For simplicity let’s assume Bob always gets the odd number and Anna
always gets the even number - two consecutive numbers have opposite
parity!
A real number \(y\) is such that \(y+\frac1{y}\) happens to be an integer. Show that for any natural \(n\), it is also true that \(y^n + \frac1{y^n}\) is an integer.
We have a very large chessboard, consisting of white and black squares. We would like to place a stain of a specific shape on this chessboard and we know that the area of this stain is less than the area of one square of the chessboard. Show that it is always possible to place the stain in such a way that it does not cover a vertex of any square.
Some Star Trek fans and some Doctor Who fans met at a science fiction convention. It turned out that everyone knew exactly three people at the convention. However, none of the Star Trek fans knew each other and none of the Doctor Who fans knew each other. Show that there are the same number of Star Trek fans as the number of Doctor Who fans at the convention.

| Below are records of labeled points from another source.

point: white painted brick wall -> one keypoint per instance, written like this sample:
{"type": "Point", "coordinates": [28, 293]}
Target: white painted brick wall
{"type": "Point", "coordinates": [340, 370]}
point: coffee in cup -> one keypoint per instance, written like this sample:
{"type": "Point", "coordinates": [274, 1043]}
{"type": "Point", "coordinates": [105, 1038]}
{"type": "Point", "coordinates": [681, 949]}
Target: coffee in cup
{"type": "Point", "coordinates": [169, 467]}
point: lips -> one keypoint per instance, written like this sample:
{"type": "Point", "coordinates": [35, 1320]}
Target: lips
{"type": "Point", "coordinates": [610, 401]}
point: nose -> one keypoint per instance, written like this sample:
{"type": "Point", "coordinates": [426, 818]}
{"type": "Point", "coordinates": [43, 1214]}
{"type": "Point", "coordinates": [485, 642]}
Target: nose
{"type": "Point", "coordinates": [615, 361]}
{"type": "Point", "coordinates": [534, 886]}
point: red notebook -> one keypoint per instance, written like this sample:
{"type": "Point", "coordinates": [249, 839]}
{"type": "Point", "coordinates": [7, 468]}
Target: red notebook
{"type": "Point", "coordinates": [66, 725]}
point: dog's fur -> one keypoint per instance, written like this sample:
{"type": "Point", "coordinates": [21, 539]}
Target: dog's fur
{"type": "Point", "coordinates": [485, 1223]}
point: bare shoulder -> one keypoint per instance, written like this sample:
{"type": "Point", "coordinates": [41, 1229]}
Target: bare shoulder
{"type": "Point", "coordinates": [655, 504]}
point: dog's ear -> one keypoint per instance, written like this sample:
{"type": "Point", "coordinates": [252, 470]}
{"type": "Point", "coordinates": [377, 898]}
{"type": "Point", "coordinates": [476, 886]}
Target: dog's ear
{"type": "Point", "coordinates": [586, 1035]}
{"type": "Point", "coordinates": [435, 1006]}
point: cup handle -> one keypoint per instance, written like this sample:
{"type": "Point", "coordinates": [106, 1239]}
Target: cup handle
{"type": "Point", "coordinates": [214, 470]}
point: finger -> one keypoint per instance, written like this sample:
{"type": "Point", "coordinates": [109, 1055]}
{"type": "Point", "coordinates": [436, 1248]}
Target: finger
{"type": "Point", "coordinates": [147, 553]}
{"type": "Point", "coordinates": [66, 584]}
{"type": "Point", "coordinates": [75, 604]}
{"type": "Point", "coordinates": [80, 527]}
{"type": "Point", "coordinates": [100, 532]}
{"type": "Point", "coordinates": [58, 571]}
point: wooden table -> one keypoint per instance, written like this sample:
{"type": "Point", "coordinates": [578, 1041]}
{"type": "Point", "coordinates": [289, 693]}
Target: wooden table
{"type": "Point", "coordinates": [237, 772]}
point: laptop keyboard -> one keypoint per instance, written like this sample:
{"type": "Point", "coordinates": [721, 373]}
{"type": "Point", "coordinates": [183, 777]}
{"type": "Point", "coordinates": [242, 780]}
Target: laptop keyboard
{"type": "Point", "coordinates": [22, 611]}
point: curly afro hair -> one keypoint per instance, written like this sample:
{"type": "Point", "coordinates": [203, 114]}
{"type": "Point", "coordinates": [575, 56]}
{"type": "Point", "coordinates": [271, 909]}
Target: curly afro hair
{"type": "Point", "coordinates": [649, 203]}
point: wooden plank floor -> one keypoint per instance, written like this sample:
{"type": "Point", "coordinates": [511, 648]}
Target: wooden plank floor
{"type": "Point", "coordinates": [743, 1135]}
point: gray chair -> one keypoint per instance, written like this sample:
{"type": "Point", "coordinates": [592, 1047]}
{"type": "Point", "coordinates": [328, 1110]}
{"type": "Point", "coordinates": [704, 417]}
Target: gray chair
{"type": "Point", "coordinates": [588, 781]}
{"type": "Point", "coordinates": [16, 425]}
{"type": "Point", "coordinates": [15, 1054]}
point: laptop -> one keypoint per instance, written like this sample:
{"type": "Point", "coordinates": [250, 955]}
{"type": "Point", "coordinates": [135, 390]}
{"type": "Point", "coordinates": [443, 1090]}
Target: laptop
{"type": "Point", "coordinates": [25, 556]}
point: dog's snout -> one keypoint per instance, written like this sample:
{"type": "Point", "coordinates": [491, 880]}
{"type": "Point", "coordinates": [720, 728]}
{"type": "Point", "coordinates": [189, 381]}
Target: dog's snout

Multiply an odd number by the two numbers either side of it. Prove that the final product is divisible by \(24\).
Mattia is thinking of a big positive integer. He tells you what this number to the power of \(4\) is. Unfortunately it’s so large that you tune out, and only hear that the final digit is \(4\). How do you know that he’s lying?
You might want to know what day of the week your birthday is this
year. Mathematician John Conway invented an algorithm called the
‘Doomsday Rule’ to determine which day of the week a particular date
falls on. It works by finding the ‘anchor day’ for the year that you’re
working in. For \(2025\), the anchor
day is Friday. Certain days in the calendar always fall on the anchor
day. Some memorable ones are the following:
‘\(0\)’ of March - which is \(29\)th February in a leap year, and \(28\)th February otherwise.
\(4\)th April, \(6\)th June, \(8\)th August, \(10\)th October and \(12\)th December. These are easier to remember as \(4/4\), \(6/6\), \(8/8\), \(10/10\) and \(12/12\).
\(9\)th May, \(11\)th July, \(5\)th September and \(7\)th November. These are easier to see as
\(9/5\), \(11/7\), \(5/9\) and \(7/11\). A mnemonic for them is “9-5 at the
7-11".
Then find the nearest one of these dates to the date that you’re looking
for and find remainders.
For example, \(\pi\) day, (\(14\)th March, which is written \(3/14\) in American date notation. It’s also Albert Einstein’s birthday) is exactly \(14\) days after ‘\(0\)’th March, so is the same day of the week - Friday in \(2025\).
What day of the week will \(25\)th December be in \(2025\)?
\(6\) friends get together for a game of three versus three basketball. In how many ways can they be split into two teams? The order of the two teams doesn’t matter, and the order within the teams doesn’t matter.
That is, we count A,B,C vs. D,E,F as the same splitting as F,D,E vs A,C,B.